Indian growth narrative of 7% GDP has done real damage

News Network
June 14, 2019

Jun 14: For four years, India has battled the suspicion that its new and improved GDP series is a rose-tinted view of reality. Now that Narendra Modi is prime minister for a second term, he must see that battle for what it is: a lost cause. Unlike harmless advertising puffery around a toothpaste that kills 99.9% of germs, the narrative of 7% growth has done real damage. This week, a top former government adviser provided a statistical estimate. The actual GDP growth rate between 2012 and 2017, according to Arvind Subramanian’s working paper for Harvard University, may have been 2.5 percentage points lower than the official 7% rate.

India’s level of economic output may be overstated by anywhere between 9% and 21%. The issue isn’t whether Subramanian’s technique of looking at other countries’ performance to build a picture of India’s growth is robust. As my colleague Mihir Sharma argues, if senior officials who served Modi in his first term don’t believe the data, nobody else will trust them either.

Going by the early official response to the critique, especially the promise of a point-by-point rebuttal to come later, it’s clear that Team Modi wants to continue to brazen it out. The prime minister should see the economic cost of that approach, even if his advisers don’t.

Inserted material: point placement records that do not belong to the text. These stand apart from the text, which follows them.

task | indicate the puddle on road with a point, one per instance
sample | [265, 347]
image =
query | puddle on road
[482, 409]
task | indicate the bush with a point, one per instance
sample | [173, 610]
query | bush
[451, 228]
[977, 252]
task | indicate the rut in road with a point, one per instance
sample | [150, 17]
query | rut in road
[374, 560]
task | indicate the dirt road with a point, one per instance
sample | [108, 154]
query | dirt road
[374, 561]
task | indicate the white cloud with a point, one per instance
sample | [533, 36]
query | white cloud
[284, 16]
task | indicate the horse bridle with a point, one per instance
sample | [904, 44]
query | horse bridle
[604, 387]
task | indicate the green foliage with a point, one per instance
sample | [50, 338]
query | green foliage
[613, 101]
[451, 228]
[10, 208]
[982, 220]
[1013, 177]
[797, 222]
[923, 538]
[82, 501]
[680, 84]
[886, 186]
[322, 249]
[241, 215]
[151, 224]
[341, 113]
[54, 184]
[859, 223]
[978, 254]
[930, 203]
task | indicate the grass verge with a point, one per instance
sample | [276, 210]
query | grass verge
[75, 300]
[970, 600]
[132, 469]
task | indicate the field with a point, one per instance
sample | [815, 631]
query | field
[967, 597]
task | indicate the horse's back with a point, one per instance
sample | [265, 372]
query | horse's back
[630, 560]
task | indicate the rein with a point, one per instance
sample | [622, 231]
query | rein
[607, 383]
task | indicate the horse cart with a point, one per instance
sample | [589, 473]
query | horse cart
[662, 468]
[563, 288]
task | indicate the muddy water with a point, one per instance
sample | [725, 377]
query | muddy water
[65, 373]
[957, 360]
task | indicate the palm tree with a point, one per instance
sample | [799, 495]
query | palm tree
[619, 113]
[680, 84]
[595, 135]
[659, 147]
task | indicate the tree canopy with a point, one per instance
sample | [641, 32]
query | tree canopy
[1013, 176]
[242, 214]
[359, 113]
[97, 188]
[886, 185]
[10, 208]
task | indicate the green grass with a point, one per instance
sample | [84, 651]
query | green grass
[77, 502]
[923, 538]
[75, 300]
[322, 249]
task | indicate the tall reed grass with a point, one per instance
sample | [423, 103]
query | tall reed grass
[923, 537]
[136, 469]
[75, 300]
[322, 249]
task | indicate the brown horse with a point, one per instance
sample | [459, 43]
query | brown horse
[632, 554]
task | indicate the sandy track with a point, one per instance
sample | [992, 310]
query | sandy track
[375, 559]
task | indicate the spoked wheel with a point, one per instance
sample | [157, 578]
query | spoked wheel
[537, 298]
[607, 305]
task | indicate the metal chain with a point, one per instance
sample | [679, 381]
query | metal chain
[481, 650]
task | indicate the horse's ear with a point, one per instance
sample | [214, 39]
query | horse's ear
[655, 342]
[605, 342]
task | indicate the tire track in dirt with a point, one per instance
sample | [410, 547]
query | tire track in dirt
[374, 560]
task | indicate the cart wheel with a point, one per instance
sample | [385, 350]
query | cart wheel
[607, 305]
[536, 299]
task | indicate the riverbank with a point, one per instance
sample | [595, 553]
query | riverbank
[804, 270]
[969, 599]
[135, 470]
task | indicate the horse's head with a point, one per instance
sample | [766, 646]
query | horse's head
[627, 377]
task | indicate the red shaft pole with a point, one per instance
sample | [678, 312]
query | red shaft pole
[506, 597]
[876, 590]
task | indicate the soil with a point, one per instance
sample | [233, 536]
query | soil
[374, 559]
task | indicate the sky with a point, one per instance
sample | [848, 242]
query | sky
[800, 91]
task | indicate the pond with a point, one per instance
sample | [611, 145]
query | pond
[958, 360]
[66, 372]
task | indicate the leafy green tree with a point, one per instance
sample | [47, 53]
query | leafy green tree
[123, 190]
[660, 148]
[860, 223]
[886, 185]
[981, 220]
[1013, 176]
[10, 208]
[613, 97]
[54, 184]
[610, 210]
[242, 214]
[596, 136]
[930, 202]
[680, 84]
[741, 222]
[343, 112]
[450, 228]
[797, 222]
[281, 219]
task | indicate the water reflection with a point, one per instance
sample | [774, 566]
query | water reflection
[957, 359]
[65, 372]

Voters don’t care about abstract statistical artifacts like GDP. They care about jobs, state subsidies and programs, and the cost of living. It was India Inc. that bought into the claim of 7% growth, and found itself badly deceived when the expected operating profits to repay creditors never materialized. Investments had stalled even before Modi’s first term, but the deleveraging that was badly needed to deal with a slowdown also got delayed.

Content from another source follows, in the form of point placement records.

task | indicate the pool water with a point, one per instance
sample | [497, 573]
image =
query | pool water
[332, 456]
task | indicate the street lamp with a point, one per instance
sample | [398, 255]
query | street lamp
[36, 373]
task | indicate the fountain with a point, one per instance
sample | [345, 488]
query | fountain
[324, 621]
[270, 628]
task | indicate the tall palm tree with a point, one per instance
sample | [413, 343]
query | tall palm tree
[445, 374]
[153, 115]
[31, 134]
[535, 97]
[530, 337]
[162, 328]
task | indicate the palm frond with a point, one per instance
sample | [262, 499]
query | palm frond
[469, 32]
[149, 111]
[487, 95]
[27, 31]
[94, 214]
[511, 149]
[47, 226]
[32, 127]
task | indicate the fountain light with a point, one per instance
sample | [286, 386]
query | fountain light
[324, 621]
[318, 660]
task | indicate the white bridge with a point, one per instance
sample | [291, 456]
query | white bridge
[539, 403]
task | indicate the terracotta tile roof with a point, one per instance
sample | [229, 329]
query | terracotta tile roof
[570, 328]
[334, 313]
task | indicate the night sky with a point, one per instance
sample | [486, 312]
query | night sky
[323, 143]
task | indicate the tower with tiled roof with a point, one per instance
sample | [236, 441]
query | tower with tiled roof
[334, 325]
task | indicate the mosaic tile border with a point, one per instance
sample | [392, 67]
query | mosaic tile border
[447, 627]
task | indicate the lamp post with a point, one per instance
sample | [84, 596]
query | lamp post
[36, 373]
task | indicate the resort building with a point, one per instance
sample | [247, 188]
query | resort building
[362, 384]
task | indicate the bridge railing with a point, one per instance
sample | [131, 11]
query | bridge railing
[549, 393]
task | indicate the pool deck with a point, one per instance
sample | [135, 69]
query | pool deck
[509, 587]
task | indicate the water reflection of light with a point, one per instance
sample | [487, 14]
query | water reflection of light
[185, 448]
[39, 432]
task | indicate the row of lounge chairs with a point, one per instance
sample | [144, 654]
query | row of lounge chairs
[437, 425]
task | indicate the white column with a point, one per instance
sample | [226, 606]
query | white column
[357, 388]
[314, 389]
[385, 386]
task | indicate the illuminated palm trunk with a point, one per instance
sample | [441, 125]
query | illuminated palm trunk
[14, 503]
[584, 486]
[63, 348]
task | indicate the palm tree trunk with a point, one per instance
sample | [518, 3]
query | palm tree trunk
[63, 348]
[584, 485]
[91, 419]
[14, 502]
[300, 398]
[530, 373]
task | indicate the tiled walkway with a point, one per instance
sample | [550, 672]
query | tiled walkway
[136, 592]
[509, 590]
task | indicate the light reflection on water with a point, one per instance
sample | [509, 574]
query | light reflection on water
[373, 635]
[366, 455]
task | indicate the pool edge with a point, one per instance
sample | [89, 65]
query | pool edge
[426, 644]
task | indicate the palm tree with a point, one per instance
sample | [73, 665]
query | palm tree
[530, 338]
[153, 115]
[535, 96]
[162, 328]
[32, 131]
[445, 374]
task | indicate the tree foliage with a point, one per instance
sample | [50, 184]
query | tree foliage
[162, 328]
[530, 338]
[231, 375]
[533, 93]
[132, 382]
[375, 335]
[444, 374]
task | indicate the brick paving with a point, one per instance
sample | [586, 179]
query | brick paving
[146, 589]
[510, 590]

Misleading GDP data is one of several reasons why most balance sheets in India are stressed today. It’s not surprising, therefore, that the most ardent supporters of the new GDP series are accountants by training. When 108 economists and social scientists wrote to the government asking it to restore sanity to the published figures, 131 accountants wrote their own letter, accusing the former group of running a politically motivated campaign.

India’s bean counters do have a dog in the GDP fight. Some of them, as fund managers, have given investors’ money to firms that are in deep trouble now. Others, as auditors, turned a blind eye to sharp corporate practices, related-party lending and self-dealing, perhaps thinking that all boats would be kept afloat by high growth. Now they’re scared.

Naturally, financial intermediaries in Mumbai don’t want Modi to tell creditors and debtors the truth about growth, especially since they can’t undo their previous bets on 7% expansion without career-limiting, wealth-destroying – and possibly even freedom-endangering – consequences. But if Modi doesn’t order a thorough revamp of the discredited data in his second five-year term, the danger is that every quarterly growth announcement from now on will be discounted by 2.5 percentage points – the Subramanian factor. That means asking investors to accept that the March quarter’s published 5.8% GDP expansion – a fourth straight quarter of cooling – may have been as low as 3.3%.

Who will invest in a labour-surplus nation at those near-recessionary growth rates?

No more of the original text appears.